My guess is that the logit fudge factor requires enormous etas. I tried making them drawn from a cauchy, but that didn’t seem to do the trick.
Kj:
That’s it! Inspired by your comment, I came up with a solution: a three-parameter model that scales all the probabilities down from 1:
data { int J; array[J] int n; vector[J] x; array[J] int y; real r; real R; real overshot; real distance_tolerance; } transformed data { vector[J] threshold_angle = asin((R-r) ./ x); } parameters { real<lower=0> sigma_angle; real<lower=0> sigma_distance; real<lower=0, upper=1> epsilon; } model { vector[J] p_angle = 2*Phi(threshold_angle / sigma_angle) - 1; vector[J] p_distance = Phi((distance_tolerance - overshot) ./ ((x + overshot)*sigma_distance)) - Phi((- overshot) ./ ((x + overshot)*sigma_distance)); vector[J] p = p_angle .* p_distance * (1 - epsilon); y ~ binomial(n, p); [sigma_angle, sigma_distance] ~ normal(0, 1); }The key is to make it a multiplier that has to be less than 1. This eliminates the problem with the boundary and the need for the logit.
Mmmm good call. Does the every-x-point-gets-an-epsilon thing work here too?
Ben:
Kinda. See the new post.
But what is epsilon, the golf Higgs boson*?
* It was originally devised as a fudge factor to prevent super-unitary probabilities.

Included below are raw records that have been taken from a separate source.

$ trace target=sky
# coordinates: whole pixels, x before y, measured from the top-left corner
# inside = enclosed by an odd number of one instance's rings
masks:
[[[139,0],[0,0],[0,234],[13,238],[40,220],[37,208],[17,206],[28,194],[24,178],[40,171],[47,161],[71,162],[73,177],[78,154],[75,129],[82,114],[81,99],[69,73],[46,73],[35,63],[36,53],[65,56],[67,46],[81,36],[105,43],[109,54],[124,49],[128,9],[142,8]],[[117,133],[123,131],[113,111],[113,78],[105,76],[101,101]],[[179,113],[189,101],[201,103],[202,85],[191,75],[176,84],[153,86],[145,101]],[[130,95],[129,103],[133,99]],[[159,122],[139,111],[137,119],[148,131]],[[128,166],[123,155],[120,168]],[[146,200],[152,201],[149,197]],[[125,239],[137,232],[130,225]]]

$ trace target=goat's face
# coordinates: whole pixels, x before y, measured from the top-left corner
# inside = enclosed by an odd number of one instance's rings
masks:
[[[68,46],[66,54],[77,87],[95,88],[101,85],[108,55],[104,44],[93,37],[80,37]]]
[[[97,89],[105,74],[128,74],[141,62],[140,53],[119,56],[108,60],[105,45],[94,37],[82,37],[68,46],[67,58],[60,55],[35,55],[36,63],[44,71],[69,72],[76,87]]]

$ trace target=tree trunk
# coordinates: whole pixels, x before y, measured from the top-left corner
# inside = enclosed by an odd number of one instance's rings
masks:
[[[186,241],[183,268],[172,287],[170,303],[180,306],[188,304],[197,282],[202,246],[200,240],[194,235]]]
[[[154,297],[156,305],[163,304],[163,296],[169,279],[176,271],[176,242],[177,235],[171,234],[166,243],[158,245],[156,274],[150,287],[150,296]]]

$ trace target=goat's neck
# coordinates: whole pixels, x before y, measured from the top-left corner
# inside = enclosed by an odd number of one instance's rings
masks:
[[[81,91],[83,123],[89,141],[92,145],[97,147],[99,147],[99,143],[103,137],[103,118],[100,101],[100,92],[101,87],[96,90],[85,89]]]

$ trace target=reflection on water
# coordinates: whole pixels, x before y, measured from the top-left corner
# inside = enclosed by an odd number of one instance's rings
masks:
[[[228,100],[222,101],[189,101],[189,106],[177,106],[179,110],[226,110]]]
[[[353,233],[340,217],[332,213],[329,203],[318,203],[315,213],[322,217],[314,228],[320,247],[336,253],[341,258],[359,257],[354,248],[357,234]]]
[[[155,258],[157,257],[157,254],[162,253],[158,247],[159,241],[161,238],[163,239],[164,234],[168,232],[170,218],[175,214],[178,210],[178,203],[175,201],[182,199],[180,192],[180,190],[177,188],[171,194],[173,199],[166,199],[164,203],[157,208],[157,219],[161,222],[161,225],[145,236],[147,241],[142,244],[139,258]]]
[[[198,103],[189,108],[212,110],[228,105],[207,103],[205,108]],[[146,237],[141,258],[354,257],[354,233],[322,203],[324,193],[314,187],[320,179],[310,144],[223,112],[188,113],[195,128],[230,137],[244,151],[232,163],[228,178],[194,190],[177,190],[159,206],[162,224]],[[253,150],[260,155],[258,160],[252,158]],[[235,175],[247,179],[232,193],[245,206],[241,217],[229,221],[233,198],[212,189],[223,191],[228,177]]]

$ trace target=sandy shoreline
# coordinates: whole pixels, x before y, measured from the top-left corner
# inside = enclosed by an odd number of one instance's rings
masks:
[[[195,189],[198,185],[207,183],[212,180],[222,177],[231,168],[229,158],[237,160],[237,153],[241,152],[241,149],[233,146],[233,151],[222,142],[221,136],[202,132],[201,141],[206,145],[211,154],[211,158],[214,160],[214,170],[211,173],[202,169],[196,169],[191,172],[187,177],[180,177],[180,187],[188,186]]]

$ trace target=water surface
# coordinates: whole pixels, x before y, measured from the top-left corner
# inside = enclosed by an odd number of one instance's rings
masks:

I still say the error-in-variables model using interpolated distribution of putts within each bin makes more sense. And in that case you only have 2 free parameters. I did not try to fit it though.
> I did not try to fit it though
Do it do it. No harm done by having another way to fit this model. After all, even in the simplest regressions we gotta be rescaling covariates and whatnot for our models.
> fudge factor
Actually, is it fair to call this a fudge factor in the same way? If it’s only important for warmup, then it is some other kind of fudge factor that would be different than one that needs to be there the whole time (if that makes sense). @Andrew what was the final mean value for epsilon?
Great solution! I’d give it physical interpretation by naming it choke_prob or something, though.
I tried to incorporate choking differently by letting the angle probabilities be from a fatter tailed distribution (as a quick trial I changed the 2 Phi’s to inv_logits). It relieved some of the sampling issues, but the fit still focused on the shortest putts at the expense of the longer. Your solution is much cleaner.